原子炉事故は、炉心溶融という最悪の事態に達し、まだ事故の全容把握と解決策の見通しが立たず、今後も尾を引くことが懸念される。

需要が縮小する国内農産物の成長戦略が「高品質、高安全性」とすれば、この事故を契機に再検討が迫られる。とりわけ需給面で大きなインパクトを与える巨大市場、中国の動向は要注目であり、実情把握が欠かせない。

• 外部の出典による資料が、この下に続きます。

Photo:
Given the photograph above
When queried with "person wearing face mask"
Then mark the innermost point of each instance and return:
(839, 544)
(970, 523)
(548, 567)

3月下旬、中国河南省の農業資材会社から招請を受け、現地を訪ねた。
初めて訪中した1996年頃は、安価な農産物への関心が高まり、業務用を中心に開発輸入が盛んになっていた。当時、中国政府は外貨獲得と農民の所得向上を図るため積極的に輸出拡大政策を打ち、対日輸出も急増していた。この頃から日本農業への影響が懸念され始めた。しかし、輸入量が急増する過程で、中国側の生産管理体制整備が追いつかず、安全性に関するトラブルが続発、「餃子」「粉ミルク」事件で信用失墜はピークに達した。中国産食品は一気に市場を失い、国産回帰が始まった。しかし、国内農業は労働力不足、生産性向上の課題は未解決で、「農業研修制度」という名の外国人労働者受け入れが加速、農業法人化、新規企業参入促進政策が打たれた。
現状は未完成ながら所得保障など経営安定化政策が始まり、各地に農業会社が立ち上がり、集約化、大規模化が進んでいる。一方、資材高騰、消費減少、異常気象多発など不安要因も顕在化、微妙なバランスの中で経営が成り立っている。